RAE 2008: How to get a clean bill of health (life and medical sciences)

July 22, 2005

Contrary to fears in the science community, the size of a research team's grant cheques is unlikely to have a heavy impact on the outcome of its research rating in 2008, writes Anna Fazackerley.

Institutions across the country have been scrutinising scientific researchers' grant incomes in preparation for the next RAE.

But while research income will be assessed under the "research environment" heading, it will not carry undue weight in the biological and medical sciences.

Robert Stout, chairman of Panel B, which covers epidemiology, neuroscience and community research, said: "Research income will be important, but we won't be judging it on a formulaic basis."
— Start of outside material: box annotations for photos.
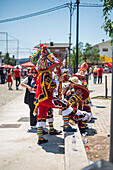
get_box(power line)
[0,3,68,23]
[0,3,103,23]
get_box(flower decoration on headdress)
[30,44,62,72]
[79,62,88,75]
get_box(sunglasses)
[32,72,37,74]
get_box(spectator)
[1,68,5,84]
[97,66,103,84]
[14,66,21,90]
[89,67,92,80]
[7,69,13,90]
[21,68,38,129]
[93,67,97,84]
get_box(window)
[102,48,108,52]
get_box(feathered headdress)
[30,44,62,72]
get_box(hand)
[28,86,32,92]
[66,90,71,96]
[59,76,63,82]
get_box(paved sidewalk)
[0,95,64,170]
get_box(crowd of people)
[21,45,92,145]
[1,45,108,145]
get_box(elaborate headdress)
[79,62,88,74]
[30,44,62,72]
[73,83,89,100]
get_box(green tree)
[100,0,113,43]
[83,43,92,61]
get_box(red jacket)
[97,68,103,76]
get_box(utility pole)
[75,0,80,73]
[17,40,20,64]
[109,29,113,163]
[69,1,72,70]
[0,32,9,64]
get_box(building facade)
[92,40,112,63]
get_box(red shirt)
[14,69,20,77]
[98,68,103,76]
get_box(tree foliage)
[100,0,113,43]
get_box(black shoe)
[43,130,48,135]
[63,125,77,132]
[37,139,48,145]
[49,129,62,135]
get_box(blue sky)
[0,0,113,58]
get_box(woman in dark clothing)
[21,67,38,129]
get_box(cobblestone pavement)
[0,80,25,107]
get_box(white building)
[92,40,112,62]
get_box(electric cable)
[0,3,69,23]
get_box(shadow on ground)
[41,135,64,154]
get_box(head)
[7,68,11,73]
[30,67,38,77]
[75,88,83,98]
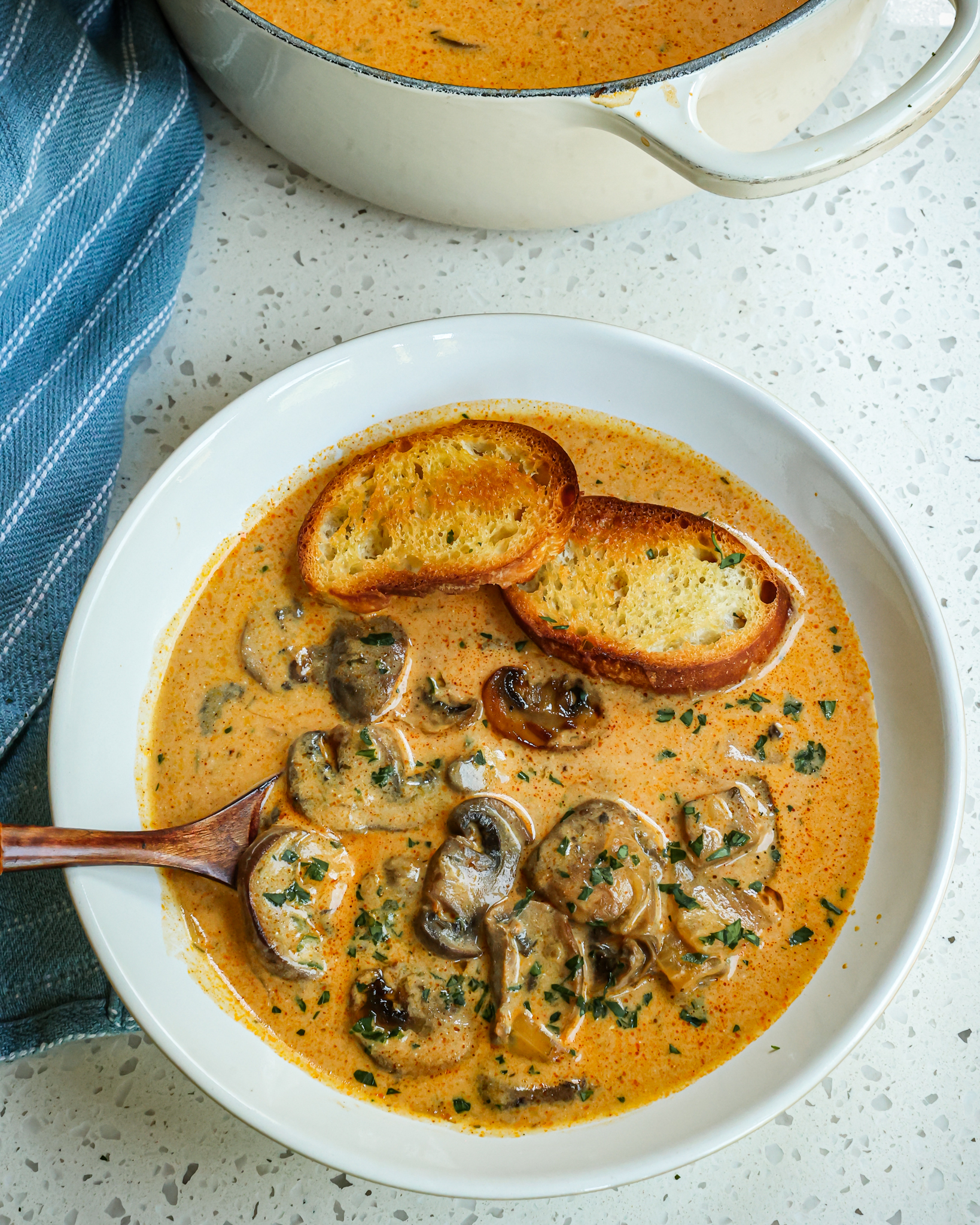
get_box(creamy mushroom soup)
[141,402,878,1129]
[242,0,798,90]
He stressed that panel chairs were aware that there was a great deal of money available in areas such as cancer research, but that areas such as mental health were much more poorly funded.

Professor Stout added: "In neuroscience, you might get a big grant to pay for a scanner, but in health services your research might not need costly equipment."

Sir John Beringer, chairman of Panel D, which includes the biological and agricultural sciences, agreed. "There are so many variables that it doesn't make sense to put too much emphasis on income," he said.

Applied & clinical research

The four panel chairs, who have been discussing issues to ensure consistency across the life and medical sciences, are keen to see that applied and clinical research receive a fair hearing.

It has long been a gripe of researchers doing more applied research that the RAE - and academia in general - is biased against them. Professor Stout said: "We have made a special effort to make it clear that clinical research will be judged on exactly the same quality criteria as other research."

All researchers are expected to submit four publications for consideration, but clinical academics who have spent long hours on the ward will be able to submit fewer, along with an explanation of their particular time pressures.

In addition, clinically qualified researchers who are still training can submit just two publications.

But there is a realisation that this may be a tricky balancing act.

Professor Beringer said: "When you are applying agenda-setting research, sometimes it can be of less high quality in terms of intrinsic intellectual merit - yet it may be very important for the public."

Maggie Pearson, chairwoman of Panel C, which includes dentistry, nursing, midwifery and allied health professions, said: "If people put in poor-quality research and do badly, then they will say we are not supporting them."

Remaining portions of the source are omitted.